Call it Operation Godzilla, since the plan rivals Hollywood's script in scope and daring. Japan's reflationary machine lurched into the fray last week with a $600 billion offering of 20-year government bonds yielding 1.5%.

Short-term rates reacted as one might have predicted, with a precipitous upward skew that officials presumably hope will draw money back into Japan from U.S. Treasuries.

This may have quieted the palpitating hearts of Japan's bankers for the time being and pushed stocks higher here and abroad, but one must doubt whether it can overcome a global deflation that has already squashed the economies of Asia and Russia and now threatens to throttle those of Latin America, Canada, a marginally recessionary Europe, and even the U.S.

It is well nigh appropriate to ask whether a gargantuan dose of easy credit can conceivably cure a global sickness that itself was caused by loose money.

The rescue plan is just Parker Brothers' "Monopoly" on a grand scale. If you've played the game aggressively, you'll see some obvious similarities.

Competitors start with about $1,500 apiece, from a bank with $15,000 in it. Monopoly can be pretty sluggish for those who follow the rules, since the only cash inflows are the occasional $200 from passing "Go" and some piddling sums from the Community Chest.

To quicken the pace, experienced players often make exorbitant deals on the side: "Give me $3,000 and I'll sell you Park Place plus a free pass on North Carolina with a hotel." Thus can the endgame pivot on sums substantially exceeding the resources of the bank.

International financiers have been playing essentially the same game. While global trade in goods and services amounts to about $22 trillion, the notional sum of leveraged credit instruments may exceed $70 trillion, according to some published estimates.

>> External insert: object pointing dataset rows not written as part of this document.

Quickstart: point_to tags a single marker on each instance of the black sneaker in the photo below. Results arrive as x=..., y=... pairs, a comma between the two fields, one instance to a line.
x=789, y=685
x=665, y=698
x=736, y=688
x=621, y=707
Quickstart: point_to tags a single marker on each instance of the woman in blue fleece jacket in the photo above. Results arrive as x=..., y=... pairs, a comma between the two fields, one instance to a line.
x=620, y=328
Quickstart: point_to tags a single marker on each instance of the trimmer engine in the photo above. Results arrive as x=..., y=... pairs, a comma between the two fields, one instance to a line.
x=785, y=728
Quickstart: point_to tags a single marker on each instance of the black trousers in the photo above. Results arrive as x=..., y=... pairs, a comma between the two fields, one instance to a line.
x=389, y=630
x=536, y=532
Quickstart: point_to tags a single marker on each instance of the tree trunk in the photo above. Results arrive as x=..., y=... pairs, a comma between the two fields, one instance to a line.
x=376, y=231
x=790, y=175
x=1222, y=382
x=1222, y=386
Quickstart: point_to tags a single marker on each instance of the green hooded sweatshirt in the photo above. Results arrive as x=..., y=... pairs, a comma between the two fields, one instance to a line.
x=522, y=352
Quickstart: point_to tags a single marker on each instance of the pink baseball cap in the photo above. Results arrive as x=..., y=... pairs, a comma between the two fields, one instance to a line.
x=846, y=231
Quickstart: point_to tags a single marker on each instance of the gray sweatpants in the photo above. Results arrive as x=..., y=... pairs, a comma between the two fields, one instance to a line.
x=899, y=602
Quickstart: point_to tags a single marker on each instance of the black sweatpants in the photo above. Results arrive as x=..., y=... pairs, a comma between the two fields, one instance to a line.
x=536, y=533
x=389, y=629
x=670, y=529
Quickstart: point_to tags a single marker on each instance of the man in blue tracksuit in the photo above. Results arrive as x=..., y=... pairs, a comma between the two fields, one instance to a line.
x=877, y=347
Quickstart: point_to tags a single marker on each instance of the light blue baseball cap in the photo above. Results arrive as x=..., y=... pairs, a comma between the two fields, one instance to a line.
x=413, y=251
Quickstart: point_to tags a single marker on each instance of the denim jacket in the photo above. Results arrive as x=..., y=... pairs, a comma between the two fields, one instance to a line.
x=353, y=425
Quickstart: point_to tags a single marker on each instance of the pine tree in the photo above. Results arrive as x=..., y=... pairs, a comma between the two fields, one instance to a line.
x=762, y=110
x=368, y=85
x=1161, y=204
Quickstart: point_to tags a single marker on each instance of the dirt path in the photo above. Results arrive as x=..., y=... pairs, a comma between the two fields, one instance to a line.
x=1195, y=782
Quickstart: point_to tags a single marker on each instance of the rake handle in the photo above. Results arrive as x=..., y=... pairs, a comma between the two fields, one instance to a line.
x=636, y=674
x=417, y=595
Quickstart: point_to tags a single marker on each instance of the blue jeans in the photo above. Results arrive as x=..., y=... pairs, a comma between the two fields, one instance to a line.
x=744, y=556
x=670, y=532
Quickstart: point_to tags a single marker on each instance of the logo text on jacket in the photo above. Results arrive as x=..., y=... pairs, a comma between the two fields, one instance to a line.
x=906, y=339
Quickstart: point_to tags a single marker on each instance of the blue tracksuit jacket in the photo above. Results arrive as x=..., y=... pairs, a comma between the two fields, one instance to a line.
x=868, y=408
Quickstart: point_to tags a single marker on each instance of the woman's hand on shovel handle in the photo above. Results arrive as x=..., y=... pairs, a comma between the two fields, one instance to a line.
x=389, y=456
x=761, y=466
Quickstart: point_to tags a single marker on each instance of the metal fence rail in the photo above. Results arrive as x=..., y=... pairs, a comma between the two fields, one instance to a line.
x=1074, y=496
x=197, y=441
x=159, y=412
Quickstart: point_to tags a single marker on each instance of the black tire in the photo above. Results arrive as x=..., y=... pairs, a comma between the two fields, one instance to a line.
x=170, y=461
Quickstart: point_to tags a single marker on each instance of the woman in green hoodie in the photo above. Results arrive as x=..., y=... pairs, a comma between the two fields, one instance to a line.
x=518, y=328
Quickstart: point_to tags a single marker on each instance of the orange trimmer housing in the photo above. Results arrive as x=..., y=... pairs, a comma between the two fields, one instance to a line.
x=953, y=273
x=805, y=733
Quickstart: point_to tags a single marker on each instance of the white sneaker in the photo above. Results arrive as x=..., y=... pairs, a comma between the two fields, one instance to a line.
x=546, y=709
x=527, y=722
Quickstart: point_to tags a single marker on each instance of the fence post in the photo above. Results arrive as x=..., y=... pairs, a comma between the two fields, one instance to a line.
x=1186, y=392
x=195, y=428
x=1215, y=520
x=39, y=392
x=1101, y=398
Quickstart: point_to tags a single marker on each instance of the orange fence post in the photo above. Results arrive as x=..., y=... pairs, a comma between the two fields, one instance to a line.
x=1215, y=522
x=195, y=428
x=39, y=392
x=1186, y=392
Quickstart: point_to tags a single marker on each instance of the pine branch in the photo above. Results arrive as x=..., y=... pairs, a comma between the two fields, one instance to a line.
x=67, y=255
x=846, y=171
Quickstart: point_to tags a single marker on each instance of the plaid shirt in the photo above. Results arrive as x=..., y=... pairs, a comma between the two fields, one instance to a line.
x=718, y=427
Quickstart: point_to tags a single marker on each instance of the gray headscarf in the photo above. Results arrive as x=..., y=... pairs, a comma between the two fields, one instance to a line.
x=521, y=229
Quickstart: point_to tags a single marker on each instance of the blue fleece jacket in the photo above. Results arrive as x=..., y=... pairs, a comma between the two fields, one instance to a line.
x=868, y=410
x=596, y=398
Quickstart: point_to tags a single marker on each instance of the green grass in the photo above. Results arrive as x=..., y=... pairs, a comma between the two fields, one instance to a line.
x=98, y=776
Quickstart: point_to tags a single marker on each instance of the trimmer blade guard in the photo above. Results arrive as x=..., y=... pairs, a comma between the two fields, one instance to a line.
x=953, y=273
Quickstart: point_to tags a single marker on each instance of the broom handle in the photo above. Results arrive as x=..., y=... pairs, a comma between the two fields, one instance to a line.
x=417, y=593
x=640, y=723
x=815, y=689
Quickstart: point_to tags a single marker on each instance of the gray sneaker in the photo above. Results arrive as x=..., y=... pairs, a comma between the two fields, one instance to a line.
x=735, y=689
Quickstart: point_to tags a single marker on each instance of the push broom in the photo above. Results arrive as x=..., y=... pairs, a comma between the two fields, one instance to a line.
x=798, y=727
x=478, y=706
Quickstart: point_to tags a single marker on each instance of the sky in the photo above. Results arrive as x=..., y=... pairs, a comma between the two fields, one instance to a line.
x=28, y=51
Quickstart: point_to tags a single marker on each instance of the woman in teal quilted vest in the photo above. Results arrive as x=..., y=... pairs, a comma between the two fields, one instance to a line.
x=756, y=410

And now the central bankers plan to boost that amount with a blank check to compensate for the billions of dollars that have been wiped off the books recently by the liquidation of errant hedge funds and other super-leveraged players.

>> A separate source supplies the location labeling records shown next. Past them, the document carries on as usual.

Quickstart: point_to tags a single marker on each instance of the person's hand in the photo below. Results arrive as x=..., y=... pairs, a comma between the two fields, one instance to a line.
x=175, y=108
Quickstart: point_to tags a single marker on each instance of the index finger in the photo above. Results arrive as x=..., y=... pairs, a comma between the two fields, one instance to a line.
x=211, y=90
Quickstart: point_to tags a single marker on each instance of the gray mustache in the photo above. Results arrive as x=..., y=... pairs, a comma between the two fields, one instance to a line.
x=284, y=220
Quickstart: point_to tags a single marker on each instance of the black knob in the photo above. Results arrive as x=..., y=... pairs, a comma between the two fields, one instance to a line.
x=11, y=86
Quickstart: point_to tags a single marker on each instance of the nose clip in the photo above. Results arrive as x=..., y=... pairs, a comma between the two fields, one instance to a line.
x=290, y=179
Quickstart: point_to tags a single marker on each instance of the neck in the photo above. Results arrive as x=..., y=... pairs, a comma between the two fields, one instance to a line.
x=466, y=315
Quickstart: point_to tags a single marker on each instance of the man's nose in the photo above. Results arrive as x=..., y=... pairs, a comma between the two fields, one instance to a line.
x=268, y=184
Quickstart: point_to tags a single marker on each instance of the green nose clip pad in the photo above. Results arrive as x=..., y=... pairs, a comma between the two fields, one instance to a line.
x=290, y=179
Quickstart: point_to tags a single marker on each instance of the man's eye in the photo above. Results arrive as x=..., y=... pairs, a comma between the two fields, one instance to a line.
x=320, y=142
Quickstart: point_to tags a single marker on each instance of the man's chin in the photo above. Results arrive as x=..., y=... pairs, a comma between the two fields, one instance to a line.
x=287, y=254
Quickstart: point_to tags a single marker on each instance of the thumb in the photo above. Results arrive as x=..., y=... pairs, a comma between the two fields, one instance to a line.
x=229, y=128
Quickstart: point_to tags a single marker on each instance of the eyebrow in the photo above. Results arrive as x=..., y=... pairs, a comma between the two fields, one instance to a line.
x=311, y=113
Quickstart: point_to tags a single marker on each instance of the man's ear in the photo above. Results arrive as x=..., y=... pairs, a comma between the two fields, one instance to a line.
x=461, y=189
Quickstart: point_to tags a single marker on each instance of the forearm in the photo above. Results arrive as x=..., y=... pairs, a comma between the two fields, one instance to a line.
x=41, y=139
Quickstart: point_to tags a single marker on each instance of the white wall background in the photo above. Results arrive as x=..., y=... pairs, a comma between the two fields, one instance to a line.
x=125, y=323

This will no more settle the markets than the rich uncle who drops in on the Monopoly players in their hour of need and plunks down $25,000 lifted from another Monopoly set.

One Princeton-based economist, Martin Armstrong, has estimated that even if the Fed were to double the money supply it would barely make a dent in the problem.

In a world where financial risks are largely ignored, as they increasingly have been throughout this decade, each new dollar of deposits can be multiplied roughly 16 times by subsequent borrowers.

But now, with investors diving for the safety of money-market funds, T-bills and other near-cash instruments, money's "velocity" has begun to slow. If so, the multiplier could easily fall from 16 to 10 , according to Armstrong, and that would negate the reflationary effect of a deluge of easy credit.

The conventional wisdom is that one should never buck the stock market when the Fed is easing.

True enough, as Thursday's explosive rally in U.S. stocks demonstrated. But neither should you believe that a multitrillion-dollar gamble by the central banks could be a lasting cure for the deflationary problems that have beset producers and sellers around the world.

Prices will continue to fall faster than productivity rises, and no amount of artificial stimulus will help -- especially if all the newly printed money flows into Treasury Bonds and German Bundesbonds, rather than into consumables.

A final, crushing irony is that the attempt at stimulus will be at cross-purposes with current fiscal policy.

The economist John Maynard Keynes would have prescribed massive deficit spending by the government in times such as these, when private consumption is flagging.

In fact, the hubris and amazement in Congress over our budgetary surplus has yet to die down.

Expect securities markets to gyrate violently in the coming months, notwithstanding the Fed's efforts to calm them. It is high drama now, and without intending it, Mr. Greenspan has turned the spotlight on himself. The drum roll will continue to build.

The problems the central bankers would deign to confront are by now transparent to all: global deflation, undercollateralized banks and dangerously leveraged speculation in financial markets.

The question on everyone's minds is whether printing-press money can remedy them all.